Well, I don't know how to follow this because there is a lot that is worthy of discussion that hits on point and goes deeper, but I will try because I know there is more to talk about.
With Gone With The Wind (1939), if the Code didn't exist, I would still like to see Clark Gable as Rhett and Vivien Leigh as Scarlett O'Hara, but I would like to see them make love after he carries her up the stairs. Even if it's period sex. The original film got away with a lot of skin visibility, but that chemistry was fabulous and sometimes, when I see a classic movie kiss, I do wonder considering the classic move star sex lives we know of with accuracy (particularly the heterosexual ones), why are we left to our imaginations. I think classic movie stars were capable of doing on screen what is now called "cinema sex."

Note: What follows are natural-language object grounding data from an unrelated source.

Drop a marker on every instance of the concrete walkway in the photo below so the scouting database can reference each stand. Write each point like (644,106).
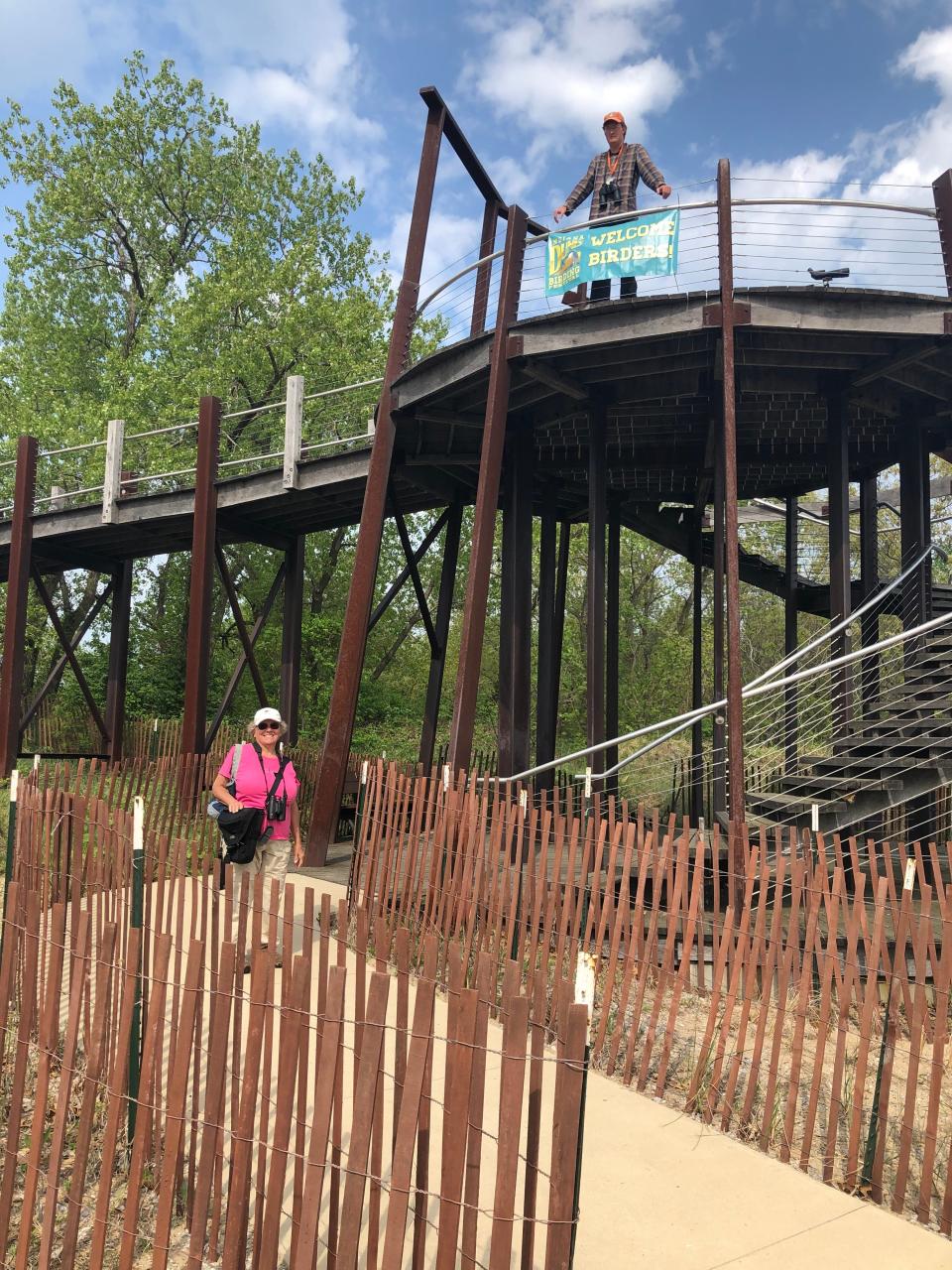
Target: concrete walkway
(662,1191)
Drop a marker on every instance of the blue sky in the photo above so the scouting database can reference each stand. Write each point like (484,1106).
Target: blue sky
(820,95)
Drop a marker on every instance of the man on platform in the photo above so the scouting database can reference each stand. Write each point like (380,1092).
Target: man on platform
(613,176)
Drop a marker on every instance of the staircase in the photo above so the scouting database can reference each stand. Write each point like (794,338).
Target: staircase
(892,754)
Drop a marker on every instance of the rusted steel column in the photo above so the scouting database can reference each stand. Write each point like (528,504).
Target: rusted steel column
(544,661)
(612,617)
(841,589)
(942,195)
(524,456)
(719,749)
(291,620)
(870,579)
(17,589)
(438,657)
(735,706)
(353,636)
(914,521)
(199,597)
(507,606)
(697,681)
(118,658)
(488,245)
(595,633)
(486,497)
(791,634)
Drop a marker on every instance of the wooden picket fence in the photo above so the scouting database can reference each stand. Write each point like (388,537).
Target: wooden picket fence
(160,1106)
(812,1019)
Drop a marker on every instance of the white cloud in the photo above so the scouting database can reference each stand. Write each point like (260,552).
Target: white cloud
(809,175)
(546,66)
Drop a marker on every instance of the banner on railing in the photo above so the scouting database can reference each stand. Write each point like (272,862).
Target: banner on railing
(645,246)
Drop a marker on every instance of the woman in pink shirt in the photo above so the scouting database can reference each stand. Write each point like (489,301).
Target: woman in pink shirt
(258,766)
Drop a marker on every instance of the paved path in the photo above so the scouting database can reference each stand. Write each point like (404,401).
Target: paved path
(662,1191)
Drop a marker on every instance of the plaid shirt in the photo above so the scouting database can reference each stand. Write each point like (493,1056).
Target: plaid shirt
(635,163)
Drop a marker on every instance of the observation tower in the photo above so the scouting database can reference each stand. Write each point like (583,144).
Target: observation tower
(739,391)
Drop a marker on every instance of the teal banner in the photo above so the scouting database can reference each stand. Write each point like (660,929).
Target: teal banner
(645,246)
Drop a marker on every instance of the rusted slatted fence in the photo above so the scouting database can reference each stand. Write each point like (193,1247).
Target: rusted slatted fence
(811,1021)
(316,1110)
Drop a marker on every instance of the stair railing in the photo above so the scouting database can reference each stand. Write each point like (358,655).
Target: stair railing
(763,683)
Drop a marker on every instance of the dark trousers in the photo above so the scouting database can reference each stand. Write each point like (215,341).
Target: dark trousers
(602,290)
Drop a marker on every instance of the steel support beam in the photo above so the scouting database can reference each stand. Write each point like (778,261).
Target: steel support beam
(524,454)
(507,612)
(595,631)
(444,612)
(612,619)
(353,636)
(841,583)
(484,275)
(66,644)
(870,580)
(59,666)
(17,593)
(735,705)
(246,644)
(719,748)
(697,680)
(243,661)
(791,633)
(118,659)
(942,195)
(544,659)
(486,497)
(914,522)
(291,635)
(199,602)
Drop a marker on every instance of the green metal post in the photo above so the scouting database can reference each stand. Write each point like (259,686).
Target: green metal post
(136,921)
(10,851)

With It's A Wonderful Life (1946) Capra got away with showing husband and wife sharing a bed and James Stewart's George Bailey not having his feet on the floor on the bed as he kisses Donna Reed's Mary Hatch Bailey. Not that I have pictured a James Stewart's sex scene immediately, but that's the only other film made during the Reinforcement Period that I would have liked to see more "exceptions" so to speak.